El retrato de Dorian Grey preside el salón de todos los hogares modernos.

Pero la inundación alcanzó también al mundo de las estructuras políticas. Hoy en día, no hay país desarrollado que no se haya actualizado, en términos de rejuvenecer esas estructuras.

Ya había inaugurado su escaparate al inicio de esta revolución, con el joven presidente Kennedy. Los yankees siempre con veinte años de adelanto.

Empezó por la rebaja en la edad del votante. Casi nada. Tres años en la corta vida de alguien con dieciocho. Y, claro si el votante es casi un adolescente, ¿cómo los políticos pueden entender sus anhelos a los sesenta?
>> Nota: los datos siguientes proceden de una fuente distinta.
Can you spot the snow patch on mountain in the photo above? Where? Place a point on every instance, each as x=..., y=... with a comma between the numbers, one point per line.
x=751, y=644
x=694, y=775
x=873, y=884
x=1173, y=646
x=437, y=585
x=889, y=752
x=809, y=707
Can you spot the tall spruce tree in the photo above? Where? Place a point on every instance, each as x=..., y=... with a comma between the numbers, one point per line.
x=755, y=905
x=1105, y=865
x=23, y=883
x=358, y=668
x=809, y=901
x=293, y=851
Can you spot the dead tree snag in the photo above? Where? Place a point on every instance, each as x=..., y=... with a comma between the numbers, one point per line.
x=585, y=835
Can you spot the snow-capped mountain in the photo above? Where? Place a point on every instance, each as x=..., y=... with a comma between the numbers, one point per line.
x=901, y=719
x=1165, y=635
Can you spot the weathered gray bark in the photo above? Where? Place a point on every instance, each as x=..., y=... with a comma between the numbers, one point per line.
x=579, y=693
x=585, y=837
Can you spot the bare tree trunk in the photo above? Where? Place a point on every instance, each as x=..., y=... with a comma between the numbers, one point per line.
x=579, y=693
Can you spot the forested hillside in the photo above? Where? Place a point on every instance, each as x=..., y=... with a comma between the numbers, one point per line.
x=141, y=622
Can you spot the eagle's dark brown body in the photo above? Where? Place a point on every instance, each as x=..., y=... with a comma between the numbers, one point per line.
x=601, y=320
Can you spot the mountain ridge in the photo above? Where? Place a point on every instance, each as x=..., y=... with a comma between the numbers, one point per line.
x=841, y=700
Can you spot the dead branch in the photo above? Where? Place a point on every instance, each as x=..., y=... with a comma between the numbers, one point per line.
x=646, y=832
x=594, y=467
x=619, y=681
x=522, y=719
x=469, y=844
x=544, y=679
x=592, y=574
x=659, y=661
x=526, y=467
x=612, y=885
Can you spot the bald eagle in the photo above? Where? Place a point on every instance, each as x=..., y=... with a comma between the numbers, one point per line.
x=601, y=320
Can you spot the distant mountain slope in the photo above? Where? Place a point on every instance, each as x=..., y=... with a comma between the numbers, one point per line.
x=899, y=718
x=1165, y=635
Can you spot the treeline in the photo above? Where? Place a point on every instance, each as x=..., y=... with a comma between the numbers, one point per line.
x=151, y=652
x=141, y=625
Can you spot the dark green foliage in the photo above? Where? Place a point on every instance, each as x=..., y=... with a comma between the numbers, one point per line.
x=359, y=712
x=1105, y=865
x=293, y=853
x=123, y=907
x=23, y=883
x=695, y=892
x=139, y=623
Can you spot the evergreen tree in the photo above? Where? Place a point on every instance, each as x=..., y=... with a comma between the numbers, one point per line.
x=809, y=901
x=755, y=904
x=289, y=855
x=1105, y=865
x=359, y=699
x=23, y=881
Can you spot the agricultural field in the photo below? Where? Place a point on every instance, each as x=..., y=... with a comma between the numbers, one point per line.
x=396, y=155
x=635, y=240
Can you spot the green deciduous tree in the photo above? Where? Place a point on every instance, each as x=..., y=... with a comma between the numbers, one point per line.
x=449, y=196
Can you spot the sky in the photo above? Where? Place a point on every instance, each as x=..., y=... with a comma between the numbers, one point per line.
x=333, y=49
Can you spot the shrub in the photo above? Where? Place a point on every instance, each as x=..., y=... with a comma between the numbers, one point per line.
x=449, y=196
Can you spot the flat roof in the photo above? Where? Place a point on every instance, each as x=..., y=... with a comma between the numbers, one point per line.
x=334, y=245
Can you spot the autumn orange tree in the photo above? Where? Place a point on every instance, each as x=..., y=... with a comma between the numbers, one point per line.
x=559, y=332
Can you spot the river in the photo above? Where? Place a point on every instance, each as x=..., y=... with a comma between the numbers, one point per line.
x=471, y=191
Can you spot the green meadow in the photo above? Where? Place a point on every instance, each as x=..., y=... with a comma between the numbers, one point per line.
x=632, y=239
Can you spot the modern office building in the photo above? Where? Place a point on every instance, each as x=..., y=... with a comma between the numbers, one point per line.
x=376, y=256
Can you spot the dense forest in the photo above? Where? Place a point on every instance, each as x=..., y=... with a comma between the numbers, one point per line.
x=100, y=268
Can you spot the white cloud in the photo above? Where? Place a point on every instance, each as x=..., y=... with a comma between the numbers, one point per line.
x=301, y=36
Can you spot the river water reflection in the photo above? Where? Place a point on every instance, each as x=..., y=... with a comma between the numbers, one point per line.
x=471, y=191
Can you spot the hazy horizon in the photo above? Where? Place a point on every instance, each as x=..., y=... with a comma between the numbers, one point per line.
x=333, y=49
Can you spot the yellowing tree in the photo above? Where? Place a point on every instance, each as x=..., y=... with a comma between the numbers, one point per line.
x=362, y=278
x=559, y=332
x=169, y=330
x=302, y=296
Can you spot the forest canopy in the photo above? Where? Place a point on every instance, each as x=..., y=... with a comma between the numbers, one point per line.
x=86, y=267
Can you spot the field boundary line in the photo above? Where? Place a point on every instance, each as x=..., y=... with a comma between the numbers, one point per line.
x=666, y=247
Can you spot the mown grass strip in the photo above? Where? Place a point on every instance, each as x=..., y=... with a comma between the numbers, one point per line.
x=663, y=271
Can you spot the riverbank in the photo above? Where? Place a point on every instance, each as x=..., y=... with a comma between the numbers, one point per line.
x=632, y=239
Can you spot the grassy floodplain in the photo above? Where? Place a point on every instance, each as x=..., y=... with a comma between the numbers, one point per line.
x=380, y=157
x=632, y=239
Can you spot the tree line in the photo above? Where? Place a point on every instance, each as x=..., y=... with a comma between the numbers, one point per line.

Consecuencia directa; los políticos deben ser jóvenes. Un político maduro está incluido en la lista de los sospechosos, cuando no en la de los culpables, por su edad.
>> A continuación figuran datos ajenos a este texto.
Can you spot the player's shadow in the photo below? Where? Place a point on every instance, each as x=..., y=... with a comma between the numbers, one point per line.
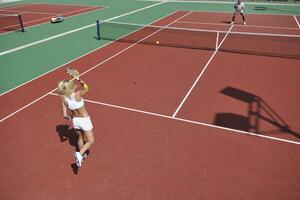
x=67, y=134
x=258, y=111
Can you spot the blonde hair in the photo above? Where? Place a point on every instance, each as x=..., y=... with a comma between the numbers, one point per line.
x=66, y=87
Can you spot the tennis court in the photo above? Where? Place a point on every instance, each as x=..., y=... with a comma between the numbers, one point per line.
x=34, y=14
x=187, y=106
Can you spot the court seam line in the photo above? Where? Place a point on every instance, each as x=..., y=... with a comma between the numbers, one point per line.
x=185, y=120
x=219, y=2
x=26, y=12
x=210, y=30
x=17, y=5
x=74, y=30
x=50, y=15
x=297, y=21
x=106, y=60
x=200, y=75
x=216, y=11
x=219, y=24
x=81, y=56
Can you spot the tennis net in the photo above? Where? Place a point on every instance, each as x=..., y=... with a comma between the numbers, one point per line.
x=275, y=45
x=11, y=22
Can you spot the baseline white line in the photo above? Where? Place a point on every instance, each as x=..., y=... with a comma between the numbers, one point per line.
x=297, y=21
x=18, y=5
x=200, y=75
x=186, y=120
x=120, y=52
x=254, y=26
x=52, y=15
x=76, y=58
x=73, y=31
x=49, y=16
x=221, y=2
x=36, y=100
x=26, y=12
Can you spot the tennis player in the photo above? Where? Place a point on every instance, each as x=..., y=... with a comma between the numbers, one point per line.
x=72, y=100
x=239, y=9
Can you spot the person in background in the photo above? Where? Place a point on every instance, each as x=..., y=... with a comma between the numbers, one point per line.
x=239, y=9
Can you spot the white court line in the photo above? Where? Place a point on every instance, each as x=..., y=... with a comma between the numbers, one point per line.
x=24, y=12
x=230, y=130
x=120, y=52
x=50, y=15
x=221, y=2
x=297, y=21
x=73, y=31
x=17, y=6
x=77, y=58
x=200, y=75
x=254, y=26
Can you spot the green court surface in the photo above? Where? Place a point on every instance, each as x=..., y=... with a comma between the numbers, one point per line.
x=52, y=45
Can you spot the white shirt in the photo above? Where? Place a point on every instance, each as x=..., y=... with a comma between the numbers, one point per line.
x=239, y=7
x=72, y=103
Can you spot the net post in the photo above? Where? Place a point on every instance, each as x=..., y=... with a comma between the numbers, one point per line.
x=98, y=29
x=217, y=40
x=21, y=23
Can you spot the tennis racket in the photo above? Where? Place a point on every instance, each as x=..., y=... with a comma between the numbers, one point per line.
x=72, y=72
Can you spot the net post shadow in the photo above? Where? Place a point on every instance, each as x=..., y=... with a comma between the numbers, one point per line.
x=251, y=122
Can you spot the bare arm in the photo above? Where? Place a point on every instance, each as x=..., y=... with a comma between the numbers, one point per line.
x=85, y=88
x=64, y=110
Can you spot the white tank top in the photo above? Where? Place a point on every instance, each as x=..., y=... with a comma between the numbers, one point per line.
x=72, y=103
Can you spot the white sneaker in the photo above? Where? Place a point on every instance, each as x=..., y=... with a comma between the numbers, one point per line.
x=84, y=156
x=78, y=159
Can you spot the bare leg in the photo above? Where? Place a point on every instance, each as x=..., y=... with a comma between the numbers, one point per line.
x=244, y=21
x=89, y=141
x=80, y=139
x=233, y=17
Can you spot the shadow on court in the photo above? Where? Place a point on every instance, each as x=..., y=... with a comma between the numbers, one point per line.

En Francia, los partidos clásicos, como el PS o la UMP, les han dejado claro el papel de comparsas a los miembros jóvenes que la ola renovadora ha hecho indispensables. Pero Marine Le Pen, ha hecho formar en sus alcaldías al regimiento de reclutas, elegidos por su masa  mayoritaria de votantes de poca edad.

En España, una simple ojeada al panorama, nos ofrece esa tendencia, inaugurada por el inmaduro Zapatero, que alcanza ya a un PP en el que la joven Soraya Sainz de Santamaría empuja fatalmente al maduro Rajoy hacia su sillón de jubilado. El PSOE busca desesperadamente un candidato en su jardín de infancia, mientras un joven providencial, disfrazado de soixante-huitard de pacotilla, hace suspirar a la legión de votantes imberbes, en sentido directo y figurado, que le aclama su ayuno discurso político.
Por no hablar de ese joven engendro del Pequeño Nicolás... 

Y uno, que a sus setenta pasados sostiene que solo hace más tiempo que otros que es un niño, se siente, una vez más, desconcertado ante su contradicción.



¡Señor! ¿cuándo maduraré de una puta vez?